Laravel SOAP request call

Question

I'm looking to get access to a specific API (found here: https://jigsaw.w3.org/css-validator/manual.html#api ), however this is a SOAP api and I've never worked with SOAP. So I install this package: https://codedredd.github.io/laravel-soap/ and I try a test call. It looks like this:

    $response = Soap::baseWsdl('https://jigsaw.w3.org/css-validator/validator')
        ->call('validator', [
            'text' => $text,
            'lang' => 'en',
        ]);

    
    
    dd($response);
    

however I already know this is going to fail because I have no idea what to put into the ->call('')
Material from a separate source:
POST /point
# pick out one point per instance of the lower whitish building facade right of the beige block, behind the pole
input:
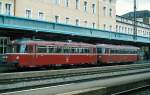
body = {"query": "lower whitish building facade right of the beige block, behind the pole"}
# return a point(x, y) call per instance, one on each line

and as expected I get the response:

#response: GuzzleHttp\Psr7\Response {#1715 -reasonPhrase: "Bad Request"

Help?

Answer 1

According to the documentation you provided. https://jigsaw.w3.org/css-validator/manual.html#api

You have to set the output to either 'application/soap+xml' or 'soap12'

$response = Soap::baseWsdl('https://www.w3.org/2005/09/css-validator.wsdl')
    ->call('validator', [
        'uri' => $text,
        'lang' => 'en',
        'output' => 'application/soap+xml'
    ]);


dd($response);

Answer 2

Answer: This is not a SOAP API. That's embarrassing. The title of the documentation was "CSS Validator Web Service API SOAP 1.2" so I had assumed it was going to be a SOAP API. But no, the SOAP part is just a reference to returning XML.